- 47 Okunma
- 0 Yorum
- 0 Beğeni
GARİP.
GARİP GÖNLÜM.
Rüzgarın ıslıkladığı yüzüm, yıldızlara göz kırpan garip gönlümde tuhaf heyecanlar meydana getiriyor… Derken, gönlümdeki kıvılcımlaşan duyguların ufuklarına doğru küheylanlar gibi savruluşunu temâşâ etmek için, sert ve seri bir poyraz esiveriyor… Sonra… üşüyorum, sonra düşünüyorum… sonra koca boğaz sen oluveriyorsun… sonra rüzgârla sevişen yıldızların, adeta bir doğum sancısı çeker gibi gönlüme rüşeym tomurcuklarını hediye etmesi ile ben hayata gerçeğe tekrar geri bağlanıyorum.. Hayallerimin nirengi noktasıdır bu sevişmeden hasıl olan meyvelerim… Onların göbekbağını -sırf talihleri yâver gitsin diye- ebem-kuşağına ben kestirip biçtiriyorum. Şimdi onlar, gök-kuşağının o göz alıcı renkleri altında güneşle saklambaç oynuyorlar.
Baharı hatırlatan bu güz mevsiminde ve güneşin kızıllığını güne hediye etmesiyle başlayan tan yerinde, gönlümde selvilerle oynaşan sevdalarım yaprak dökümünü hazin hazin yaşıyor ey Leyla… Uzaklardasın, taa uzaklarda!
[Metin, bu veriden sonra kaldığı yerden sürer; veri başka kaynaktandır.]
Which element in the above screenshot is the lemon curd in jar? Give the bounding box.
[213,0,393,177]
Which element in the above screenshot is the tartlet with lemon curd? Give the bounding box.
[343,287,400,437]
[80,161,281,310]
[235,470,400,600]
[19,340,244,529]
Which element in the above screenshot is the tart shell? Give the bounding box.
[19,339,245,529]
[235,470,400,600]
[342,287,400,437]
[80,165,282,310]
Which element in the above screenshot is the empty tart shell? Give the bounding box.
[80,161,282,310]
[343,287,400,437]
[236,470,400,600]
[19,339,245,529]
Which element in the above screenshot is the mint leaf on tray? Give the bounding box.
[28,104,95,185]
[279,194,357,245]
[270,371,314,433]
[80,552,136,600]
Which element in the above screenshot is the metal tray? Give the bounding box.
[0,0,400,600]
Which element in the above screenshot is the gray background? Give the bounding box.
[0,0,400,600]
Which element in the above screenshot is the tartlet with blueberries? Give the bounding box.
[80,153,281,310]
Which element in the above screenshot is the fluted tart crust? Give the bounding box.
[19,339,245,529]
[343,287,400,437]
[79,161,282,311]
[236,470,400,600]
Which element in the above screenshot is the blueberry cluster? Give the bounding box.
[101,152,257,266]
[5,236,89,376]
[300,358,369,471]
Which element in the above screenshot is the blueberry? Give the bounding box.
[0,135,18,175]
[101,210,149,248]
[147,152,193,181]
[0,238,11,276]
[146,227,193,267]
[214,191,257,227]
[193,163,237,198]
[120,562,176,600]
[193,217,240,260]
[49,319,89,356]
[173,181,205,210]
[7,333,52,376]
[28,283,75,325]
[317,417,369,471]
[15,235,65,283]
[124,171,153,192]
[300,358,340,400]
Sana İstanbul’un en ala ipek mendilini gönderiyorum, bu yitik sevdamın kayıp türküleriyle… Onları, sabah sessizliğinde adeta hüzzam makamıyla dinlenen bir kemanın yanık sesiyle güz’e “elveda” dediği tam da bu vakitte, yasemen kokulu reyhanıyla yeni bir iklime “merhaba” derken gönderiyorum.
YORUMLAR
Henüz yorum yapılmamış.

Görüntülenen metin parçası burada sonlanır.